HER2 oncoprotein overexpression is a known driver of tumor aggressiveness in esophageal adenocarcinoma; the HER2 gene is amplified in 7% to 22% of cases. HER2-positive patients treated with trastuzumab (Herceptin) have improved survival; therefore, it is important to test for HER2 with IHC or FISH, he said.

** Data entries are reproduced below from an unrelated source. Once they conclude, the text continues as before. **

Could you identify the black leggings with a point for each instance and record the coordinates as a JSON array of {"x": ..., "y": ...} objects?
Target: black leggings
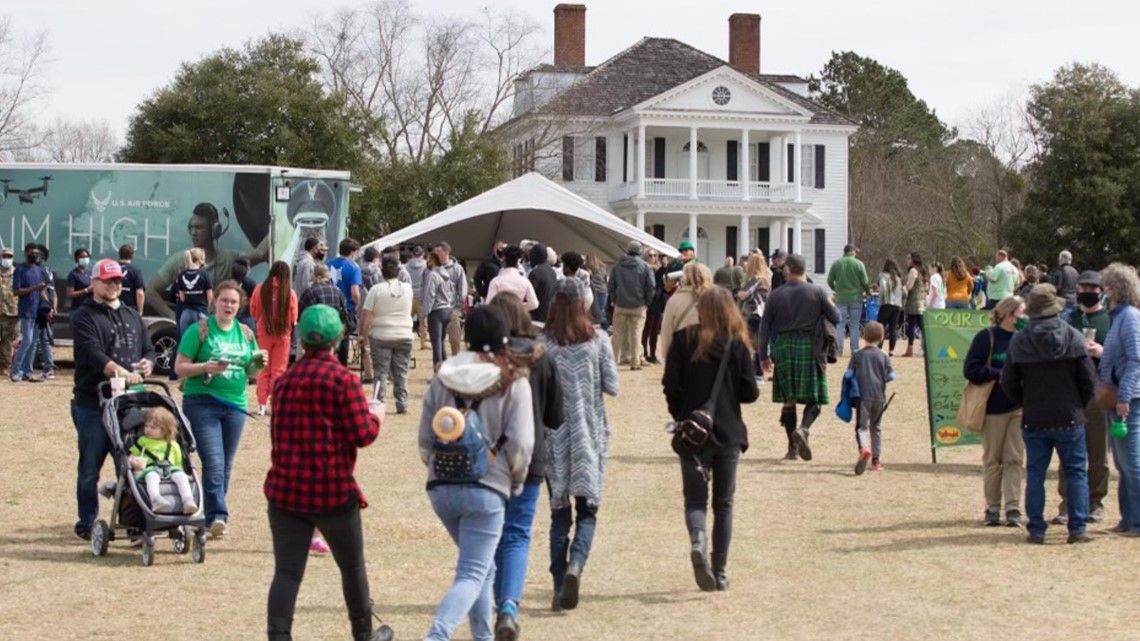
[
  {"x": 890, "y": 316},
  {"x": 292, "y": 533},
  {"x": 722, "y": 463}
]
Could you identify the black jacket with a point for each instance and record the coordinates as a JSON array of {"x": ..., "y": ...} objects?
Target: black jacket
[
  {"x": 485, "y": 273},
  {"x": 687, "y": 387},
  {"x": 546, "y": 392},
  {"x": 1049, "y": 372},
  {"x": 543, "y": 278},
  {"x": 103, "y": 334}
]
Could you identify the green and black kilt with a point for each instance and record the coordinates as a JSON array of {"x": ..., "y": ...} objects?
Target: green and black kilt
[{"x": 798, "y": 376}]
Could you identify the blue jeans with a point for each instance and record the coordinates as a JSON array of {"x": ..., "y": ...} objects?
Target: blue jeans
[
  {"x": 218, "y": 431},
  {"x": 564, "y": 551},
  {"x": 437, "y": 330},
  {"x": 25, "y": 354},
  {"x": 849, "y": 315},
  {"x": 94, "y": 447},
  {"x": 1126, "y": 456},
  {"x": 1074, "y": 455},
  {"x": 513, "y": 549},
  {"x": 473, "y": 517}
]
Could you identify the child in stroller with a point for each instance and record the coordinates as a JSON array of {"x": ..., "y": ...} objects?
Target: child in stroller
[
  {"x": 145, "y": 503},
  {"x": 155, "y": 455}
]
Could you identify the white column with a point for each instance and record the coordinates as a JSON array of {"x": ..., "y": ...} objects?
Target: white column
[
  {"x": 743, "y": 240},
  {"x": 746, "y": 163},
  {"x": 693, "y": 237},
  {"x": 692, "y": 163},
  {"x": 630, "y": 147},
  {"x": 641, "y": 161},
  {"x": 798, "y": 171}
]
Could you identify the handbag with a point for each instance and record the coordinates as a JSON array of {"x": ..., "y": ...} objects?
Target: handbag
[
  {"x": 1105, "y": 395},
  {"x": 971, "y": 411},
  {"x": 697, "y": 428}
]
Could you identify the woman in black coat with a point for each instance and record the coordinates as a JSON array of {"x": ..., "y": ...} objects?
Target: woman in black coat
[{"x": 690, "y": 373}]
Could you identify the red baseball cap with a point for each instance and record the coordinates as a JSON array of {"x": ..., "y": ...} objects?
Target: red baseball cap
[{"x": 107, "y": 269}]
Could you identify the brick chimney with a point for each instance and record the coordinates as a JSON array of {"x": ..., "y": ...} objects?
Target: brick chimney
[
  {"x": 570, "y": 35},
  {"x": 744, "y": 42}
]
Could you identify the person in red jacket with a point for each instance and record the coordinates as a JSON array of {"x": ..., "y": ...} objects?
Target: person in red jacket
[{"x": 320, "y": 418}]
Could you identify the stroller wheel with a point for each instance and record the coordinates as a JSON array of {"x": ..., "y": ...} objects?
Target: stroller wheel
[
  {"x": 100, "y": 537},
  {"x": 198, "y": 549},
  {"x": 180, "y": 540}
]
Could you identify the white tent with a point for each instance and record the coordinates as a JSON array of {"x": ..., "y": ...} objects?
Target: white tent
[{"x": 532, "y": 208}]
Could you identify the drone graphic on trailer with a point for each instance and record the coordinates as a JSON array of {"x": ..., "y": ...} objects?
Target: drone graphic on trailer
[{"x": 26, "y": 196}]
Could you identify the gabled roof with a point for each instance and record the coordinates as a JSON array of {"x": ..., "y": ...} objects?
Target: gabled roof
[{"x": 650, "y": 67}]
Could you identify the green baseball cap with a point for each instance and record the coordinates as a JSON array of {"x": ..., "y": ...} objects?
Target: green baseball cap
[{"x": 320, "y": 326}]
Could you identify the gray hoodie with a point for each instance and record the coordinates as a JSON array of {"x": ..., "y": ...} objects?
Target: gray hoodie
[
  {"x": 1049, "y": 373},
  {"x": 417, "y": 267},
  {"x": 510, "y": 415},
  {"x": 632, "y": 283}
]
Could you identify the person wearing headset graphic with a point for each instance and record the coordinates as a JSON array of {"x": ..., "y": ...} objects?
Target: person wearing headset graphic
[{"x": 204, "y": 228}]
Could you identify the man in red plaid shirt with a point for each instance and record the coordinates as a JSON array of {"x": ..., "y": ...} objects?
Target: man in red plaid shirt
[{"x": 320, "y": 416}]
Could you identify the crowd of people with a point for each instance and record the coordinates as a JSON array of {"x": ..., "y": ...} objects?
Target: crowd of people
[{"x": 524, "y": 354}]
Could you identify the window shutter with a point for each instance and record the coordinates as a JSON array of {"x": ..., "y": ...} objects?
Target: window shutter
[
  {"x": 568, "y": 159},
  {"x": 821, "y": 236},
  {"x": 820, "y": 156},
  {"x": 764, "y": 162},
  {"x": 732, "y": 162},
  {"x": 600, "y": 159},
  {"x": 625, "y": 159}
]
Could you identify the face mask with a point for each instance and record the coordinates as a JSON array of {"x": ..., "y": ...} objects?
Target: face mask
[{"x": 1088, "y": 299}]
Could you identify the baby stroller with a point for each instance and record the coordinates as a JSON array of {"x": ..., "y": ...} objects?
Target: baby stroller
[{"x": 122, "y": 418}]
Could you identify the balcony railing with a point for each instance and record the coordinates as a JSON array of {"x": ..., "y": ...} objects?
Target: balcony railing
[{"x": 678, "y": 188}]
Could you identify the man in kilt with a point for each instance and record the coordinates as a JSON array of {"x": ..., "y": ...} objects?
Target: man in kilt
[{"x": 789, "y": 329}]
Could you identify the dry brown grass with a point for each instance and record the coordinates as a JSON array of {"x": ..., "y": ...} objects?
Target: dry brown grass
[{"x": 817, "y": 553}]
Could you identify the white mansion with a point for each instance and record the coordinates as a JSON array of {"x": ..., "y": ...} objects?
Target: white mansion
[{"x": 672, "y": 139}]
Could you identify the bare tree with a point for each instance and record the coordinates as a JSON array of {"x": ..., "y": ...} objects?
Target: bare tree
[
  {"x": 79, "y": 142},
  {"x": 22, "y": 63},
  {"x": 421, "y": 76}
]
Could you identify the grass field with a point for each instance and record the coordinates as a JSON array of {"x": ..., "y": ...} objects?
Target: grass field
[{"x": 817, "y": 553}]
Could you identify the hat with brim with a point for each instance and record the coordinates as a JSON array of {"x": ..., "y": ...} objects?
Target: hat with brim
[
  {"x": 320, "y": 326},
  {"x": 1042, "y": 302}
]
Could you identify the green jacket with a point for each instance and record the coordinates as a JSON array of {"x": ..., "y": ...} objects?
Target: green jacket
[{"x": 847, "y": 277}]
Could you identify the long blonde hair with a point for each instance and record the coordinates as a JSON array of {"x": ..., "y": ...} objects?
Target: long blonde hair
[{"x": 758, "y": 268}]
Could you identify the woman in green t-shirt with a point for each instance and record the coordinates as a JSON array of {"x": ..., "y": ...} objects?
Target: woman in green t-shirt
[{"x": 216, "y": 357}]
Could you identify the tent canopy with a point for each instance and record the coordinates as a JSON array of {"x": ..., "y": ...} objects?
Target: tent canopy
[{"x": 528, "y": 208}]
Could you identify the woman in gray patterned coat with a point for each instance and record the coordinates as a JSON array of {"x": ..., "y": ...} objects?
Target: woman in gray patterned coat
[{"x": 576, "y": 453}]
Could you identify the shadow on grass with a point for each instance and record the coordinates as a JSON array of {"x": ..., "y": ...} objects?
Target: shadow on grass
[{"x": 975, "y": 538}]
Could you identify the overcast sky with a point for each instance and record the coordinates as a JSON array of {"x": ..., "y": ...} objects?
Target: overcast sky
[{"x": 110, "y": 55}]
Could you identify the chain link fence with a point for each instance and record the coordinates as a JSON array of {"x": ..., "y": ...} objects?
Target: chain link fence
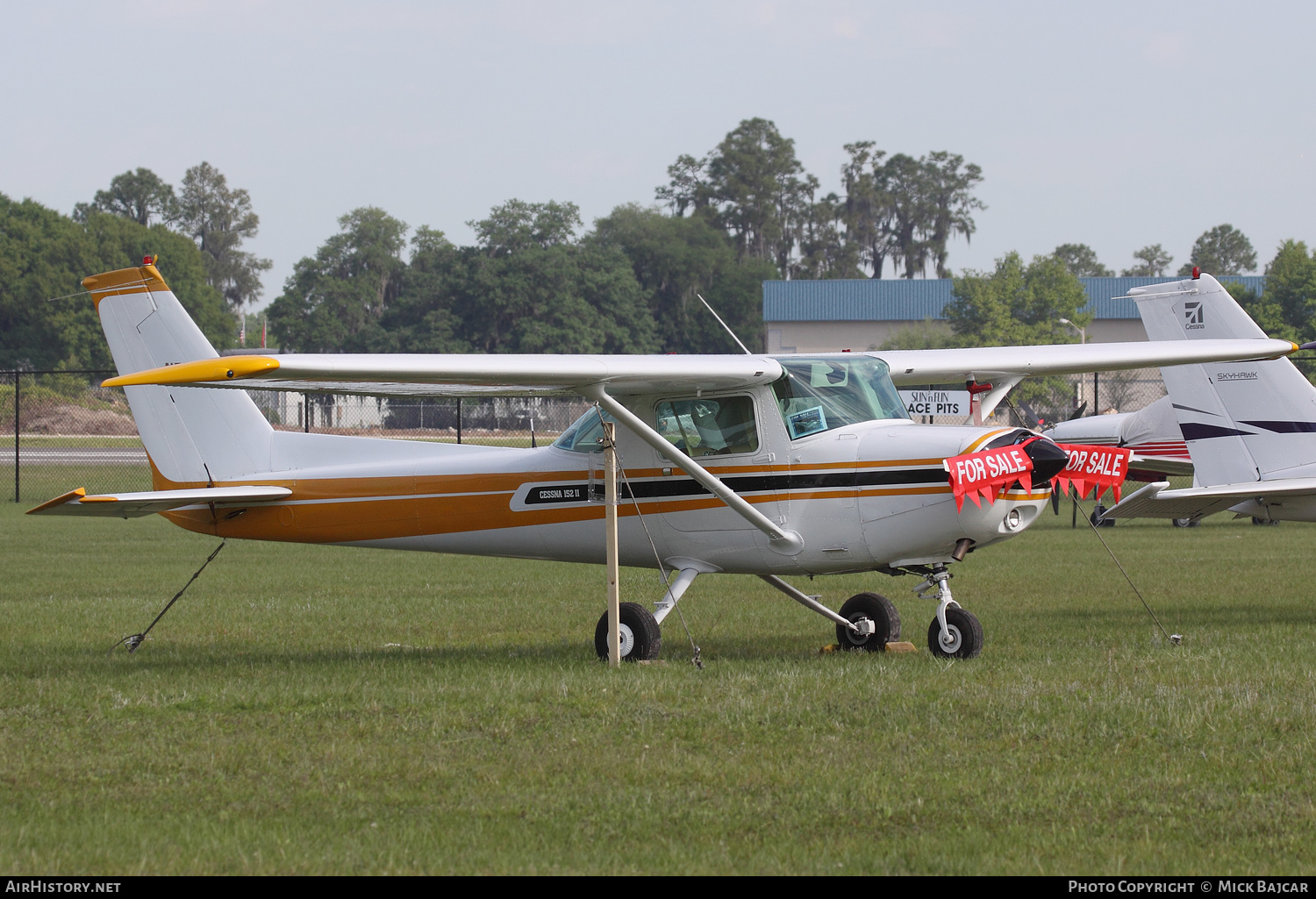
[{"x": 63, "y": 431}]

A previous exploratory, single-center study suggested that IHC is more predictive of trastuzumab benefit than FISH, but this superiority has not been established and each testing method has its advantages. IHC is faster, less labor intensive, and less expensive (as a result of the lower cost of reagents). FISH, on the other hand, is less vulnerable to tissue artifacts and offers a more objective scoring system, Dr Yoon explained.
The current study evaluated the concordance of HER2 test results between IHC and FISH assays in 673 patients with unselected surgically resected esophageal adenocarcinoma. Each tumor was evaluated by IHC in parallel with FISH in a blinded manner using US Food and Drug Administration–approved assays. A consensus IHC score was determined by 2 pathologists using tumor-specific criteria (negative, 0 or 1+; equivocal, 2+; positive, 3+). Gene amplification by FISH was defined as a HER2/CEP17 (chromosome 17) ratio of ≥2.
By FISH, 116 (17%) tumors tested positive. By IHC, 13% tested positive, 25% were indeterminate, 23% were negative by 1+, and 39% were negative by a 2+ score.
Among the 89 patients with an IHC 3+ score, 70 were FISH positive and 10 were FISH negative. Of the 107 indeterminate (2+) patients, 21 were FISH positive and 146 were FISH negative. Of the 417 IHC-negative patients, 16 were FISH positive and 401 were FISH negative.
This yielded a concordance rate of 95% between FISH and IHC 3+ patients and IHC-negative patients, and a 74% concordance rate when IHC 2+ patients were included.
HER2 amplification was detected in 89% of IHC 3+ cases, 13% of IHC 2+ cases, and in 4% of IHC 0 to 1+ cases (Table). Accordingly, using FISH as the reference standard, the positive predictive value of a positive IHC test (3+) was 89%, and the negative predictive value of a negative test was 96%. Importantly, the positive predictive value of an equivocal IHC score (2+) for detecting HER2 amplification was 13%, he said.
The sensitivity of IHC 2+ or 3+ was calculated to be 89%, and the specificity of IHC 3+ was 98%.
“In the largest study to date comparing HER2 testing methods in esophageal adenocarcinoma, a negative IHC result nearly excludes the presence of gene amplification by FISH,” Dr Yoon said, “whereas a positive result (3+) strongly predicts for the presence of amplification, and an equivocal IHC result (2+) is a weak predictor.”